Salt is a complicated molecule. It can make bland food more palatable and even melt hazardous ice on roads. However, the same salt that makes roads safer for driving, if not removed promptly, can cause major issues for the vehicles that drive through it. Over time, brine kicked up from the road onto the car can corrode and rust the metal parts, ruining engines and destroying paint jobs.
The same can be said for the metals within molten salt reactors and concentrating solar power plants. Molten salt reactors are a type of nuclear reactor using salts as either a coolant or fuel, and concentrating solar power plants use liquid salts as a heat transfer and storage medium. A major area of research involves the effectiveness of different materials within the reactors, especially those coming into contact with salts.
Claudia Rawn, associate professor of materials science and director of the Center for Materials Processing, and her JDRD team are investigating the effects of these salts on chromium-containing alloys in conjunction with Stephen Raiman, research associate in corrosion science at ORNL.
“Our colleagues at Oak Ridge are studying the chromium in structural materials that are in contact with molten salts in places including concentrated solar or nuclear reactors,” said Rawn. “The molten salt is in contact with different structural components and there is concern about the chromium leaching out into the salt.”

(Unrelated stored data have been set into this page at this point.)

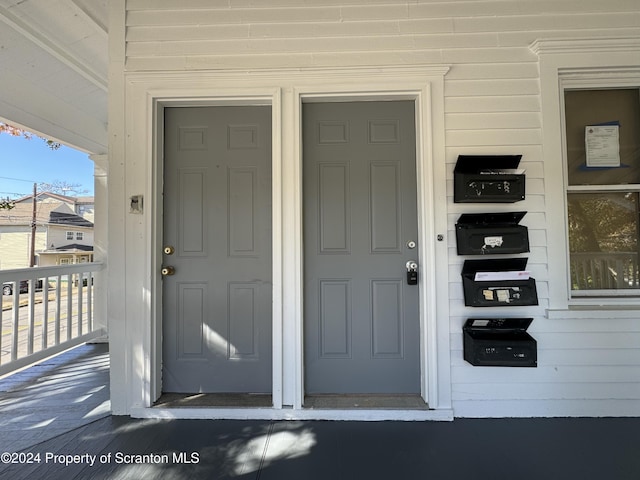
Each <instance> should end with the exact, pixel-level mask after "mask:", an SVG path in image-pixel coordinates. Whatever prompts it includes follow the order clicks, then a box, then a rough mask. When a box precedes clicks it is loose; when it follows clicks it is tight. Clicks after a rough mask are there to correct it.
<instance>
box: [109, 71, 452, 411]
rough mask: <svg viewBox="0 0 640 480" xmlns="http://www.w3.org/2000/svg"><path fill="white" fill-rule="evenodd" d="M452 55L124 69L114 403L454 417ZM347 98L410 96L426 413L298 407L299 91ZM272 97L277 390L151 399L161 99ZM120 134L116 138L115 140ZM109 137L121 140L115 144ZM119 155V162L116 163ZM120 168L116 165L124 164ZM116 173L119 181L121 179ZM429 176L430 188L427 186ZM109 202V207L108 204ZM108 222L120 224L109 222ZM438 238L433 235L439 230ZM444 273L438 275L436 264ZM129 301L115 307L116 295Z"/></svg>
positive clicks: (160, 165)
mask: <svg viewBox="0 0 640 480" xmlns="http://www.w3.org/2000/svg"><path fill="white" fill-rule="evenodd" d="M448 70H449V68H448V67H447V66H433V65H415V66H395V67H393V66H390V67H354V68H338V69H334V68H312V69H277V70H253V71H217V72H211V71H208V72H179V73H167V72H150V73H130V74H125V86H126V88H125V95H124V97H125V98H124V102H123V106H124V117H123V118H125V125H123V127H122V129H121V130H122V132H123V133H126V138H123V139H119V140H118V141H117V142H119V143H118V145H122V150H121V154H122V157H120V158H118V155H117V154H118V149H117V148H116V149H114V156H113V157H110V161H111V162H116V163H118V164H119V165H120V164H121V165H122V167H121V171H122V173H123V177H121V178H120V179H118V178H114V179H113V180H114V182H115V183H117V185H114V188H113V192H114V195H118V196H120V195H122V198H120V199H115V198H114V200H113V202H111V203H110V205H111V207H113V206H114V205H115V206H116V207H118V206H122V207H123V211H122V215H121V216H118V215H117V214H115V213H114V218H116V217H118V218H121V220H122V234H121V235H120V236H116V235H113V236H112V241H113V243H112V244H110V245H109V248H110V251H111V252H113V253H114V254H115V255H118V254H122V255H123V256H124V257H125V258H126V261H123V262H115V263H112V264H111V266H110V274H111V276H112V278H120V279H122V281H123V282H124V284H123V286H122V290H123V291H126V295H125V298H124V299H123V298H111V299H110V300H109V304H110V308H111V310H112V311H113V312H121V314H122V315H123V316H124V319H123V318H122V317H121V318H119V319H118V320H119V321H118V324H119V325H122V335H120V336H119V338H122V340H123V342H120V343H118V344H116V345H113V346H112V349H113V352H112V355H113V356H114V357H115V358H118V359H119V360H118V361H117V362H114V371H113V372H112V394H113V395H114V396H115V399H114V400H115V402H116V403H117V404H118V413H120V414H131V415H134V416H144V417H163V416H171V417H173V418H176V417H180V418H240V417H241V418H322V419H329V418H335V419H347V418H353V419H355V418H360V419H367V418H370V419H393V418H398V419H403V420H410V419H427V418H432V417H433V418H446V419H449V418H451V417H452V412H451V374H450V333H449V307H448V296H449V291H448V289H449V284H448V262H447V255H448V252H447V250H448V247H447V241H446V233H447V215H446V209H445V208H443V207H444V205H446V202H447V197H446V184H445V180H446V175H447V173H446V167H445V140H444V136H445V135H444V134H445V128H444V76H445V75H446V73H447V72H448ZM322 98H326V99H327V100H335V99H336V98H342V99H348V98H350V99H354V98H356V99H361V100H366V99H372V100H381V99H385V98H388V99H414V100H415V101H416V107H417V108H416V125H417V142H418V145H417V147H418V150H417V155H418V164H417V169H418V178H419V181H420V183H419V185H421V186H422V187H419V191H418V202H419V205H418V208H419V216H420V224H419V228H420V245H421V251H420V261H421V264H422V265H424V266H428V265H431V266H432V268H423V271H422V273H423V275H422V278H423V279H424V280H425V281H424V282H422V286H421V289H422V291H421V305H420V311H421V351H422V352H424V354H423V355H422V358H421V362H422V366H421V367H422V372H423V373H422V382H423V384H422V392H423V395H424V397H425V399H426V400H428V403H429V406H430V407H431V408H432V409H435V411H434V410H432V411H431V412H425V413H427V414H428V415H425V413H420V414H416V413H412V412H409V411H389V412H383V411H376V412H363V411H358V412H354V411H339V412H318V411H316V412H315V413H314V412H311V411H305V410H302V398H303V385H304V382H303V363H302V361H303V352H302V345H303V341H302V311H303V310H302V283H301V282H302V237H301V234H302V222H301V215H302V209H301V200H302V196H301V185H302V184H301V181H302V178H301V171H302V169H301V163H300V162H301V157H302V155H301V150H300V148H301V137H300V135H301V127H300V125H301V124H300V121H301V116H300V108H301V104H302V102H303V101H310V100H311V99H313V100H314V101H317V100H320V99H322ZM247 104H261V105H265V104H270V105H271V106H272V121H273V124H272V129H273V139H272V144H273V151H272V153H273V156H272V172H273V185H272V188H273V192H272V193H273V212H272V219H273V252H272V259H273V308H272V313H273V401H274V408H272V409H257V410H256V411H248V410H247V409H204V411H203V410H200V409H198V410H197V411H195V410H193V411H192V410H191V409H185V410H182V411H180V412H176V411H175V409H174V411H172V412H167V411H166V410H165V409H162V410H158V409H155V408H150V407H151V405H152V404H153V402H154V400H155V399H156V398H157V397H158V395H159V393H160V391H161V385H160V371H161V370H160V368H161V359H162V351H161V342H160V341H159V340H160V338H161V335H160V332H161V325H162V323H161V322H162V308H161V307H162V303H161V288H160V287H161V285H160V282H161V280H160V275H159V271H160V266H161V264H162V256H161V247H162V245H161V243H160V242H161V239H162V235H161V233H162V224H161V220H162V202H161V186H162V183H161V182H162V128H161V127H162V125H161V124H162V122H159V119H161V117H160V110H161V109H162V108H163V107H164V106H169V105H171V106H174V105H175V106H189V105H194V106H195V105H247ZM114 142H115V140H114ZM117 142H116V143H117ZM120 162H121V163H120ZM119 168H120V167H119ZM118 182H121V183H118ZM426 186H430V187H431V188H424V187H426ZM140 194H142V195H144V196H145V197H146V200H147V201H146V203H145V207H144V209H145V210H144V213H143V215H132V214H129V213H127V212H128V209H127V199H128V198H129V197H131V196H133V195H140ZM111 207H110V208H111ZM111 228H117V226H116V225H112V226H111ZM438 234H441V235H444V238H445V241H436V240H435V237H436V235H438ZM436 271H438V272H439V273H440V275H441V277H440V278H438V282H436V278H435V272H436ZM123 300H124V305H125V306H126V308H122V307H121V305H122V302H123Z"/></svg>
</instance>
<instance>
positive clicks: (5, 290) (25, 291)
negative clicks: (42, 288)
mask: <svg viewBox="0 0 640 480" xmlns="http://www.w3.org/2000/svg"><path fill="white" fill-rule="evenodd" d="M13 289H14V282H5V283H3V284H2V294H3V295H13ZM41 289H42V280H36V290H41ZM28 291H29V282H28V281H27V280H20V293H27V292H28Z"/></svg>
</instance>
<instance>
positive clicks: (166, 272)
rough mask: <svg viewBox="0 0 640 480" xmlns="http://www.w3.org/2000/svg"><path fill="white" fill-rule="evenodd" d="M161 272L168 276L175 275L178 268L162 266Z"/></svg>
mask: <svg viewBox="0 0 640 480" xmlns="http://www.w3.org/2000/svg"><path fill="white" fill-rule="evenodd" d="M161 273H162V276H163V277H166V276H167V275H173V274H174V273H176V269H175V268H173V267H162V270H161Z"/></svg>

Rawn’s team plans to complement the work at ORNL by using X-ray diffraction to study the effects of these salts on structural materials that contain chromium. Raiman’s team will be investigating the interactions between molten salts and chromium in structural alloys, while Rawn will look at the salt itself.
In order to take an atomic look at the salts, Rawn’s team will use the recently established diffraction facility at the UT-ORNL Joint Institute for Advanced Materials. She hopes their work will provide an important piece of the molten salt–chromium interaction puzzle and serve as a stepping stone to future collaborations.